The Welcoming Library, adopted by library districts across the Northeast, uses picture books set in our immigrant and 1st-3rd generation communities to discuss who belongs in our diverse America. Designed to travel between classrooms and between schools, the pop-up display unit packed with picture books opens windows for long-term students and holds up crucial mirrors for new arrival students. Each book in the curated collection has a unique set of discussion materials affixed to the endpapers and an online catalog of lesson plans to invite educators into the conversation. These books will help implement Act 1’s directive to support the needs of underrepresented youth. To remove the financial barriers of acquiring this deep dive into the diversity of our immigrant communities, the collection moves between schools at no cost. A Welcoming Library will be coming to Vermont schools in 2021 supported by memorial donations in honor of Brattleboro resident James Cappy.

Kirsten Cappy is the Executive Director of I’m Your Neighbor Books (https://www.imyourneighborbooks.org), a nonprofit organization that creates welcoming spaces for New Arrivals and New Americans—using children’s literature.

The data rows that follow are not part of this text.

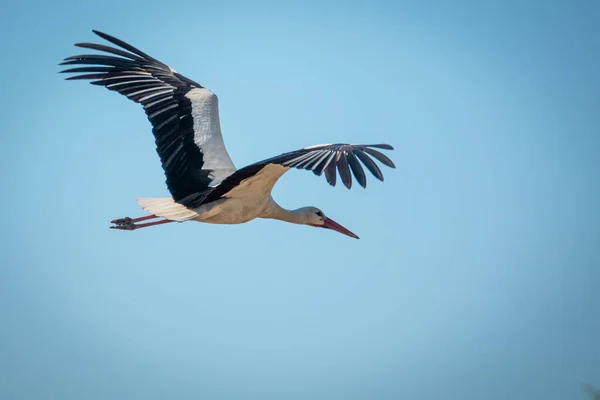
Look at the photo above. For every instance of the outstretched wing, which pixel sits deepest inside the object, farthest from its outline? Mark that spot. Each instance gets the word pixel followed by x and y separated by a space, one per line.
pixel 184 115
pixel 320 158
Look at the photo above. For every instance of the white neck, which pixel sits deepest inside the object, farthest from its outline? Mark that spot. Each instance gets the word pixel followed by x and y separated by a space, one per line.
pixel 275 211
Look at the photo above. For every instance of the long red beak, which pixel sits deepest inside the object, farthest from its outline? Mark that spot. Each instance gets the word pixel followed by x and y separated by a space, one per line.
pixel 331 224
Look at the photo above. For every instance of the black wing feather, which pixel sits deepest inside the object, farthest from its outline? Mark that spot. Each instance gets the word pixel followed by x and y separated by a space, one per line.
pixel 343 157
pixel 161 91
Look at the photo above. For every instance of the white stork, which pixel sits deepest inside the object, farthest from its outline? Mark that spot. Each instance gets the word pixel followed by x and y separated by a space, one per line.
pixel 204 184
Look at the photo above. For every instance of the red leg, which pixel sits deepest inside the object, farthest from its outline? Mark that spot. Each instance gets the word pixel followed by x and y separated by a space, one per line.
pixel 127 220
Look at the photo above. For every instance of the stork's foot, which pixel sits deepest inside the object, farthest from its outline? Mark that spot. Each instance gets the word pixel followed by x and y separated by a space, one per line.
pixel 124 227
pixel 122 221
pixel 131 224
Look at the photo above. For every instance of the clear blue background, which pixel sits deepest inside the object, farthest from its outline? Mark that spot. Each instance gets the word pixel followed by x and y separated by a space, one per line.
pixel 477 273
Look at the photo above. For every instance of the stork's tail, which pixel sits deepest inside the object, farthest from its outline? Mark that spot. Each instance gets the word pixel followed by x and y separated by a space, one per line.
pixel 167 208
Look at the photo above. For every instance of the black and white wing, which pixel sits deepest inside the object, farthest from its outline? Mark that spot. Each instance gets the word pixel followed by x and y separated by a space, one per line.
pixel 184 115
pixel 345 159
pixel 341 157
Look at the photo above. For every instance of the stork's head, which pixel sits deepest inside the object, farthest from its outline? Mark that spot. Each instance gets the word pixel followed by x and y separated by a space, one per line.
pixel 315 217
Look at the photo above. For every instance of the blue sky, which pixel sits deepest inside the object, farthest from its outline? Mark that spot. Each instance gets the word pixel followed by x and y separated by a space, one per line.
pixel 476 275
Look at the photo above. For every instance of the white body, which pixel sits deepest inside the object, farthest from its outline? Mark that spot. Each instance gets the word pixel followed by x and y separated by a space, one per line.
pixel 249 200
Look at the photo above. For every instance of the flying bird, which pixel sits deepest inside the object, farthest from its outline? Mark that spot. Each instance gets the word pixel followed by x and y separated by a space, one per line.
pixel 204 184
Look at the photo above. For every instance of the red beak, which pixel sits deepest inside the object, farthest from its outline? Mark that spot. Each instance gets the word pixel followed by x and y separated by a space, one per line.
pixel 331 224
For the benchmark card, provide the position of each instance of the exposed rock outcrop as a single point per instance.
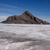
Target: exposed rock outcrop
(25, 18)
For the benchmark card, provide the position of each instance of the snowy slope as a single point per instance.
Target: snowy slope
(24, 37)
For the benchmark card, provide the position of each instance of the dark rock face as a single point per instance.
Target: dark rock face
(25, 18)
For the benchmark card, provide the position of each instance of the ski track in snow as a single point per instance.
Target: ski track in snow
(24, 37)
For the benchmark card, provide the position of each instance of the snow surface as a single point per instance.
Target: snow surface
(24, 37)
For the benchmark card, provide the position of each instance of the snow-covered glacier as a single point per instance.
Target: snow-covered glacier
(24, 37)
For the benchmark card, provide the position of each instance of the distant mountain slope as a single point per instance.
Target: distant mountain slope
(25, 18)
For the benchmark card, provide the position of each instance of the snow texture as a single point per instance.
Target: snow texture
(24, 37)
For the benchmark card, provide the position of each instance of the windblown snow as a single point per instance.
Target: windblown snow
(24, 37)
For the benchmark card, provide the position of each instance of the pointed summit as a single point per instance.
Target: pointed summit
(25, 18)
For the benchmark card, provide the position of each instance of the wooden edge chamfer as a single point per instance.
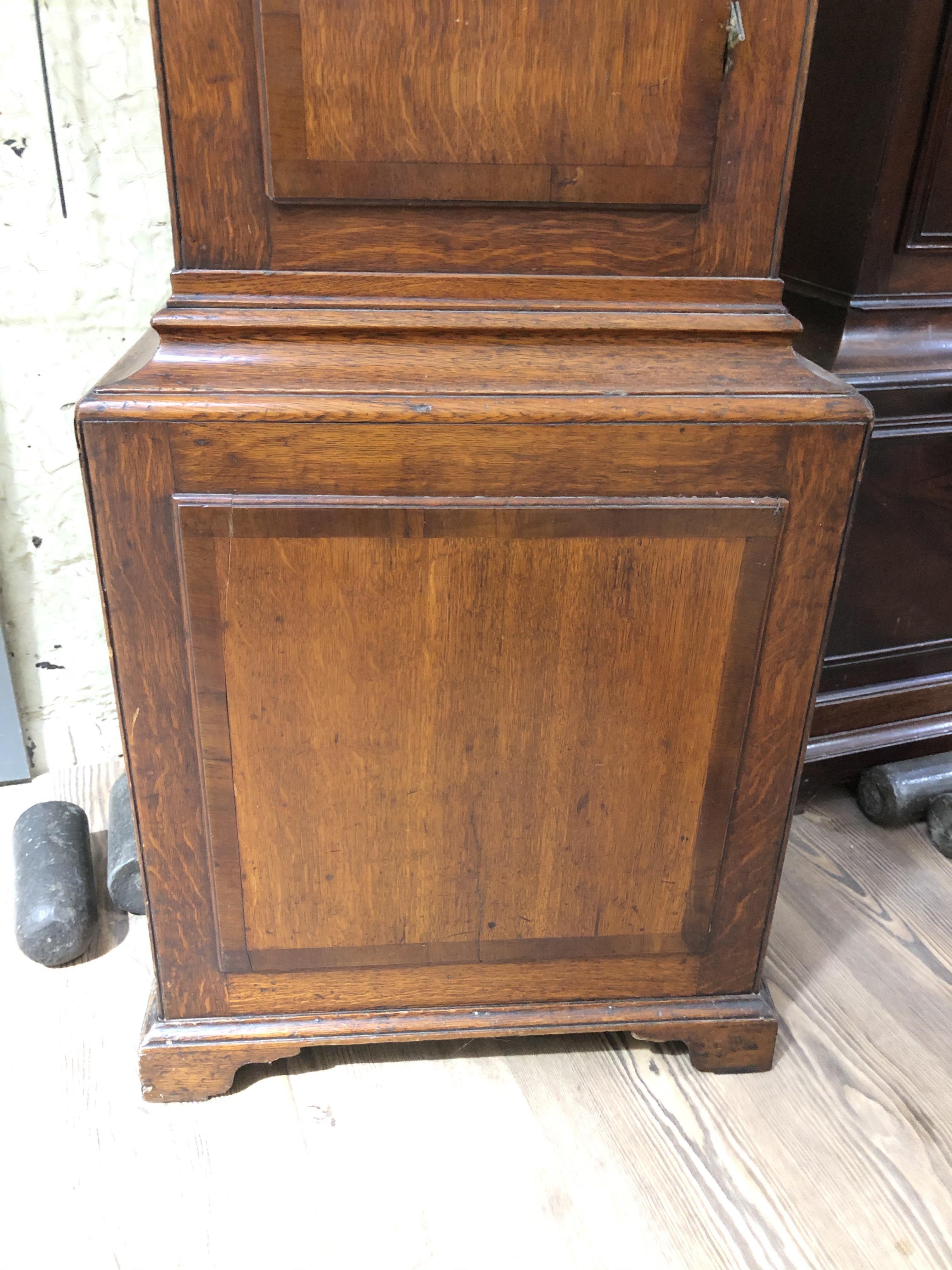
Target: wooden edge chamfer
(191, 1060)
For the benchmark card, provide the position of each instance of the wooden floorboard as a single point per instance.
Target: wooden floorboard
(589, 1153)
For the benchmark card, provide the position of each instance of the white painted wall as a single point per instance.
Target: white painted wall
(74, 295)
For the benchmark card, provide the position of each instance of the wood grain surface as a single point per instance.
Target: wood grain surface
(437, 665)
(581, 1153)
(424, 101)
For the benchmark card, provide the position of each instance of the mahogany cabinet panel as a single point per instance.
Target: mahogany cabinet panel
(412, 752)
(930, 219)
(894, 613)
(869, 272)
(422, 100)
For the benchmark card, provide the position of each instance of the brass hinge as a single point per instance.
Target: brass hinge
(735, 35)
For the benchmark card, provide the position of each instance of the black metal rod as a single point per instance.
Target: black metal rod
(50, 108)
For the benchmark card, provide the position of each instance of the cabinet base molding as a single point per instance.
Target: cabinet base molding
(190, 1060)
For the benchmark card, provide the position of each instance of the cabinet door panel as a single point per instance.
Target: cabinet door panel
(462, 732)
(551, 102)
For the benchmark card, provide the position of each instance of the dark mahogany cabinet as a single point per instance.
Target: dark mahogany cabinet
(468, 526)
(867, 263)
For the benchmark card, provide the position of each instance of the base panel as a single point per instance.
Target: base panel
(190, 1060)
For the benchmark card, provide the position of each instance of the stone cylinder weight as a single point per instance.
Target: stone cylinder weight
(54, 883)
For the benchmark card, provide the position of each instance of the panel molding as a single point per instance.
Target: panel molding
(295, 174)
(932, 171)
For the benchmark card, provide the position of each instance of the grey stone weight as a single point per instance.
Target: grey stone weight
(900, 793)
(938, 823)
(54, 883)
(122, 873)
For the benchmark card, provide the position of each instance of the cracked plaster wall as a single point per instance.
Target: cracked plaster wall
(75, 294)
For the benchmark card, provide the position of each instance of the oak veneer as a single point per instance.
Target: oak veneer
(466, 591)
(869, 268)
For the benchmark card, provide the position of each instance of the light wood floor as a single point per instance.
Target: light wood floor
(593, 1153)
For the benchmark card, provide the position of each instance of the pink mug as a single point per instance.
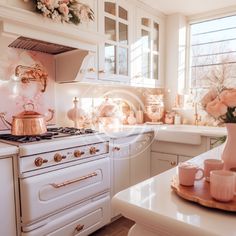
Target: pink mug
(187, 173)
(212, 164)
(222, 185)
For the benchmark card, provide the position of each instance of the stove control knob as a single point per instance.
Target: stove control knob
(78, 153)
(93, 150)
(58, 157)
(39, 161)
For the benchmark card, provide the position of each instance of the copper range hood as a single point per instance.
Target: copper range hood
(39, 46)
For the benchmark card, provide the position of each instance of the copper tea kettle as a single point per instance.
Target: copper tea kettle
(28, 122)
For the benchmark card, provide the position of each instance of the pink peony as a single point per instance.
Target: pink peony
(216, 108)
(63, 9)
(48, 2)
(209, 97)
(228, 97)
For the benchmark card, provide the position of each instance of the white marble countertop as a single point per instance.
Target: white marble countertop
(7, 150)
(127, 130)
(153, 204)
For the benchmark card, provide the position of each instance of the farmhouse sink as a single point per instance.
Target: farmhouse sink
(178, 136)
(188, 134)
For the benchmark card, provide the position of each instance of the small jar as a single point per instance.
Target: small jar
(131, 119)
(177, 120)
(169, 118)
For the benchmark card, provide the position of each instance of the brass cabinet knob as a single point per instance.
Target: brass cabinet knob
(91, 69)
(116, 149)
(58, 157)
(78, 153)
(39, 161)
(93, 150)
(78, 228)
(173, 163)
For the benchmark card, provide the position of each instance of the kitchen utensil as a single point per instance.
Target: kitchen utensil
(212, 164)
(28, 122)
(222, 185)
(76, 113)
(187, 173)
(200, 194)
(139, 116)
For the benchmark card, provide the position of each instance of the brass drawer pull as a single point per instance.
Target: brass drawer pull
(74, 180)
(173, 163)
(78, 228)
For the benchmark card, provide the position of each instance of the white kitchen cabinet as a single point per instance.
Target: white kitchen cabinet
(161, 162)
(7, 203)
(140, 160)
(130, 162)
(183, 158)
(121, 166)
(114, 53)
(91, 25)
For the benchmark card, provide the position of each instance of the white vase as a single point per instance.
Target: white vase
(229, 152)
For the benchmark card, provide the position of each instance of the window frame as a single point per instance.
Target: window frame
(196, 20)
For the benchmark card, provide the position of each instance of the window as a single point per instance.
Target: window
(213, 52)
(117, 43)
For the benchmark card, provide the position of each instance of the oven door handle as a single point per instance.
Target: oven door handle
(68, 182)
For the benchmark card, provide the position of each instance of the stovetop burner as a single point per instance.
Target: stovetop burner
(51, 134)
(71, 130)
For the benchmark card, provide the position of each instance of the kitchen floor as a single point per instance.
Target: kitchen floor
(119, 227)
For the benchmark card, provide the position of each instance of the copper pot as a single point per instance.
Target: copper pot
(28, 122)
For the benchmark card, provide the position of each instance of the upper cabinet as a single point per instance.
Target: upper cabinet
(114, 53)
(145, 51)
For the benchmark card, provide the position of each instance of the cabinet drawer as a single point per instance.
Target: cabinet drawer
(44, 194)
(183, 158)
(161, 162)
(81, 220)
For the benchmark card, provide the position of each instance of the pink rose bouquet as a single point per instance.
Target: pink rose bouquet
(70, 11)
(221, 104)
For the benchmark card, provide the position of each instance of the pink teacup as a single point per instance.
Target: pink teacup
(212, 164)
(222, 185)
(187, 173)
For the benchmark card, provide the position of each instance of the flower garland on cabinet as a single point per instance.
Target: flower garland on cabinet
(69, 11)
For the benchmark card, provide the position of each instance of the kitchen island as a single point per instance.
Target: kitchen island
(158, 211)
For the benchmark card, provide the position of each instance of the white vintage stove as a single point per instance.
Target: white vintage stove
(64, 182)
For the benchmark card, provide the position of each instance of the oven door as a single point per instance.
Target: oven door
(76, 221)
(47, 193)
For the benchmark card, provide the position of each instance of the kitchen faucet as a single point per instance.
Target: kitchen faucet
(197, 117)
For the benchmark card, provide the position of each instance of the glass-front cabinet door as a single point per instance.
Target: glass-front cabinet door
(114, 54)
(145, 51)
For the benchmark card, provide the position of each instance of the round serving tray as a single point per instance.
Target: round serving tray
(200, 193)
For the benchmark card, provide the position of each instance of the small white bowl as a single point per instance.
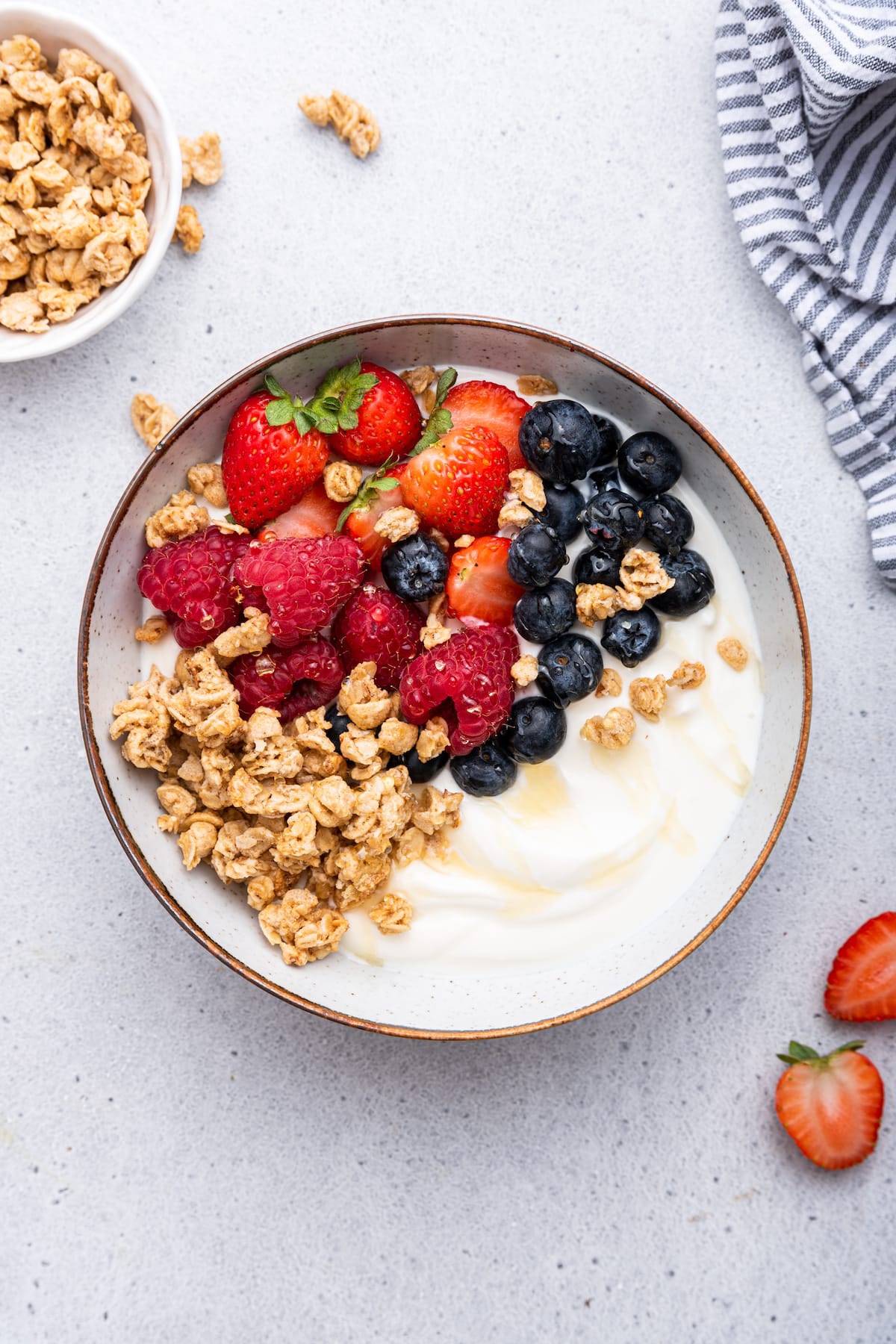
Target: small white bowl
(55, 30)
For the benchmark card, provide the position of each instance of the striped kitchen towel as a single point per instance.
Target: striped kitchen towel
(808, 116)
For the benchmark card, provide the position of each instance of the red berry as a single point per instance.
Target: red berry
(830, 1105)
(479, 588)
(191, 581)
(302, 582)
(267, 468)
(388, 421)
(378, 626)
(289, 680)
(494, 406)
(862, 986)
(467, 682)
(458, 484)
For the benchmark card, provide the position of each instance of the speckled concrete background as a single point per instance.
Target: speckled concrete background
(187, 1159)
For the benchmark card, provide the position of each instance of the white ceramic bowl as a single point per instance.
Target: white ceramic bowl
(54, 30)
(411, 1003)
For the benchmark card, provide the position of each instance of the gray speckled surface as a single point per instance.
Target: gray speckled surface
(184, 1157)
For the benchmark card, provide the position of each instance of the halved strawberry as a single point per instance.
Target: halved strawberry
(862, 984)
(494, 406)
(457, 484)
(479, 588)
(830, 1105)
(314, 515)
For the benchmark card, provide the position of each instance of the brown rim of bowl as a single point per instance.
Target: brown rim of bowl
(131, 846)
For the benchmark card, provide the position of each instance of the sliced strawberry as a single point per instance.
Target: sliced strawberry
(830, 1105)
(862, 986)
(494, 406)
(314, 515)
(479, 588)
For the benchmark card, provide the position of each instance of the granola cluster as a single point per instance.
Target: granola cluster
(311, 831)
(74, 178)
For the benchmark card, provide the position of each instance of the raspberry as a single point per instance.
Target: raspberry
(191, 581)
(301, 581)
(375, 625)
(467, 682)
(289, 680)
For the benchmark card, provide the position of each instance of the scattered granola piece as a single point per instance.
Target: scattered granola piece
(612, 732)
(734, 653)
(534, 385)
(341, 482)
(152, 629)
(610, 683)
(348, 119)
(151, 418)
(188, 230)
(648, 697)
(393, 914)
(526, 670)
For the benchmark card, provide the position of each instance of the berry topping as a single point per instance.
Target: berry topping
(535, 730)
(667, 523)
(484, 772)
(546, 612)
(191, 581)
(388, 421)
(561, 510)
(479, 588)
(830, 1105)
(267, 465)
(467, 682)
(287, 680)
(535, 556)
(632, 636)
(615, 520)
(570, 668)
(598, 564)
(649, 463)
(494, 406)
(415, 567)
(378, 626)
(561, 441)
(457, 484)
(302, 582)
(694, 586)
(862, 986)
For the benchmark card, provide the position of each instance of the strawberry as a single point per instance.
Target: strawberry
(479, 588)
(388, 421)
(378, 494)
(830, 1105)
(862, 986)
(494, 406)
(457, 484)
(267, 465)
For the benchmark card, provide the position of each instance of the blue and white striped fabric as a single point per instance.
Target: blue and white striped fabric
(808, 116)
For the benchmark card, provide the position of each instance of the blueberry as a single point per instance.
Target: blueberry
(535, 556)
(561, 441)
(485, 771)
(570, 668)
(421, 772)
(561, 510)
(546, 612)
(630, 636)
(694, 585)
(597, 564)
(415, 567)
(535, 730)
(649, 463)
(615, 520)
(667, 523)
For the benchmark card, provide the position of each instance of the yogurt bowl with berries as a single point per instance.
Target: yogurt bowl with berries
(470, 685)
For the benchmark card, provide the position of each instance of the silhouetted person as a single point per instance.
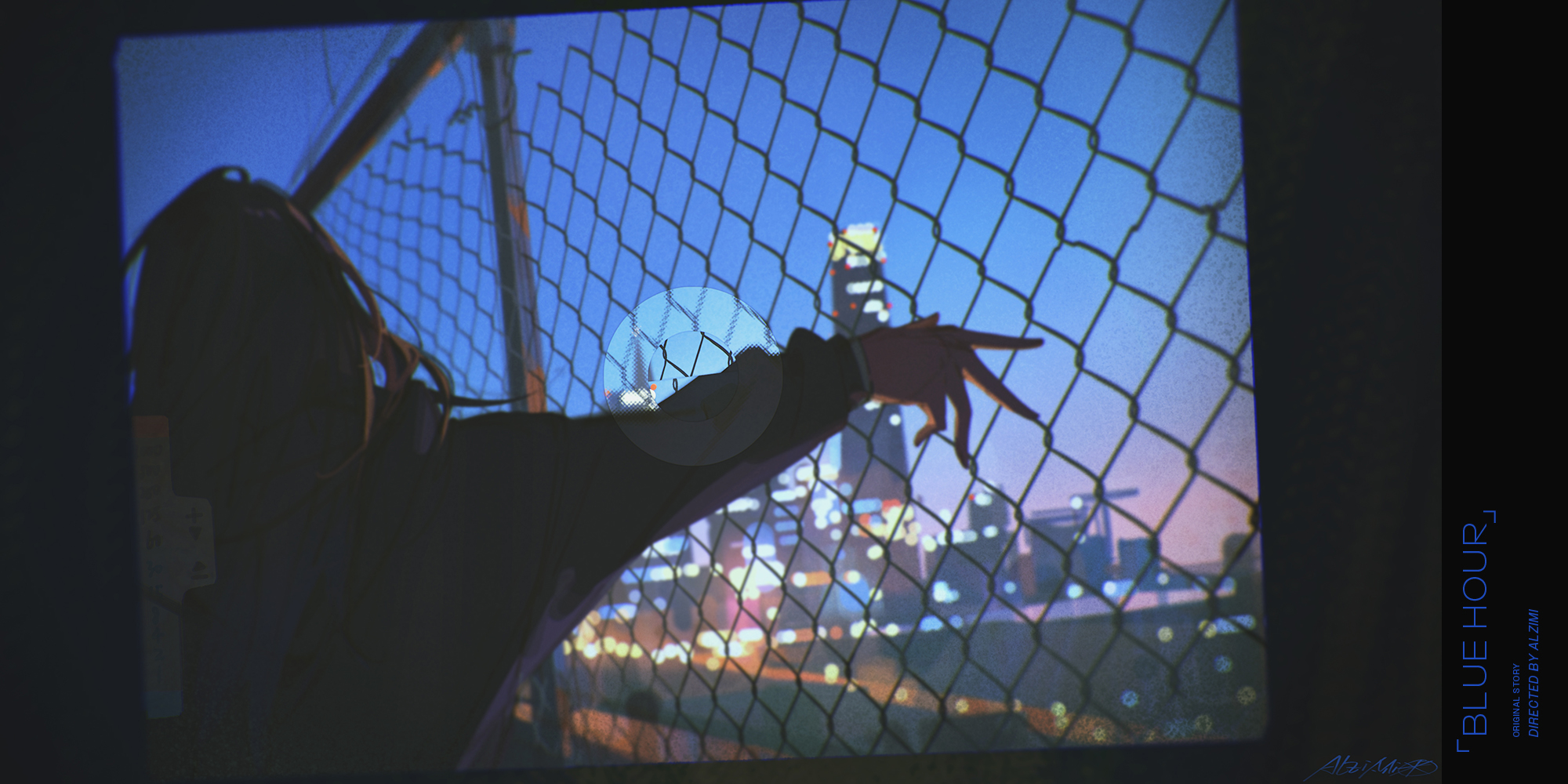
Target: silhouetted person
(380, 565)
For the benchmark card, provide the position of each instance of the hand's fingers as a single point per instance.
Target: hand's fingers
(962, 412)
(992, 339)
(982, 377)
(935, 421)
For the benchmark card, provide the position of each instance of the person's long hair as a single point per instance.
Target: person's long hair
(250, 339)
(397, 358)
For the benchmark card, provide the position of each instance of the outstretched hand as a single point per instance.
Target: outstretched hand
(923, 365)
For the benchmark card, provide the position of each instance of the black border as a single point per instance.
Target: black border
(1345, 183)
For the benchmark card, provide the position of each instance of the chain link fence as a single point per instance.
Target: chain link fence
(1061, 172)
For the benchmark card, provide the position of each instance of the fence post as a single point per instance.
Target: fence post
(419, 64)
(493, 48)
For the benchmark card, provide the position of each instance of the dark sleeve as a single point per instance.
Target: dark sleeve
(543, 512)
(606, 501)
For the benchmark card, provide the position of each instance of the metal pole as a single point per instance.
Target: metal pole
(419, 64)
(493, 46)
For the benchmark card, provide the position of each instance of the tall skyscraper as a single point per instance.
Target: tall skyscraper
(873, 446)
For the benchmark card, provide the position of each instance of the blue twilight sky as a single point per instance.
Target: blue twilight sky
(719, 148)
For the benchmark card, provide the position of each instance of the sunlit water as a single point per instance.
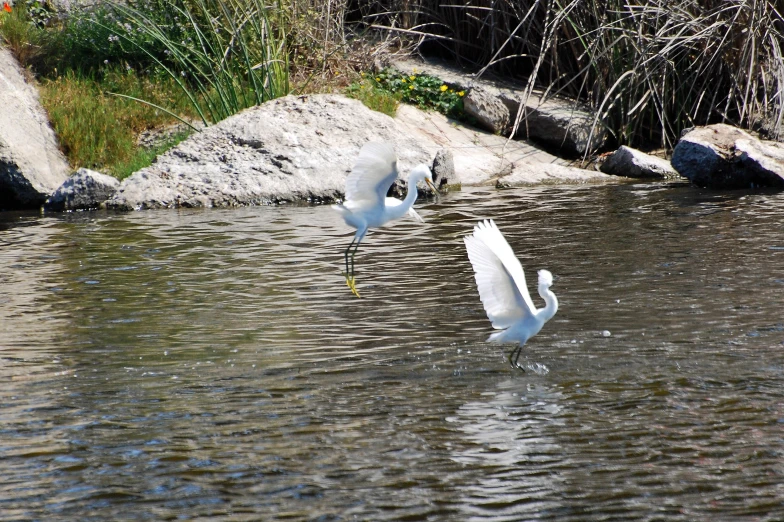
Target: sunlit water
(212, 364)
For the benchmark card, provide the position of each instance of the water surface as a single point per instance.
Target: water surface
(212, 364)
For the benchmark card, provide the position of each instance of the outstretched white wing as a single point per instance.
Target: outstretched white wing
(499, 276)
(374, 172)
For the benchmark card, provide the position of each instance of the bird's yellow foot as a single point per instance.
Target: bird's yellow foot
(351, 282)
(353, 286)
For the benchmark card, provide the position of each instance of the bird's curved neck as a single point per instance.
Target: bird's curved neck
(408, 201)
(551, 304)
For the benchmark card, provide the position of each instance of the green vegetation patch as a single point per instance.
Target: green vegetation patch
(383, 91)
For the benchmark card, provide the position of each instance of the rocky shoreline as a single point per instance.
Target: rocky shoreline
(300, 148)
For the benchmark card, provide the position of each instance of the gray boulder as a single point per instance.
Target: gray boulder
(87, 189)
(292, 148)
(31, 165)
(444, 174)
(633, 163)
(489, 111)
(724, 157)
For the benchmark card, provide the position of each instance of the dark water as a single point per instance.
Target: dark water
(213, 365)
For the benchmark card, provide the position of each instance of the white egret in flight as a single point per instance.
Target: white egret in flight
(503, 291)
(367, 205)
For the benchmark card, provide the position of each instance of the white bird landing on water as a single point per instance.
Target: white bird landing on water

Kirsten co-created the I’m Your Neighbor Books’ Welcoming Library, a touring collection of picture books and discussion materials designed for classroom and community conversations on immigration. Long an advocate for children’s literature, its creators, and schools and libraries, she also builds free children’s literature classroom activities and library programming guides at her company Curious City (https://www.curiouscitydpw.com). Raised in the great state of Vermont, Kirsten does her work in Portland, Maine.

Kate Cutko is the Library Director at the Bowdoinham Public Library and the co-founder of I’m Your Neighbor Books’ Welcoming Library project. She is also a clinical social worker working in the field of adoption. Kate is committed to fostering representation and equity in libraries and communities.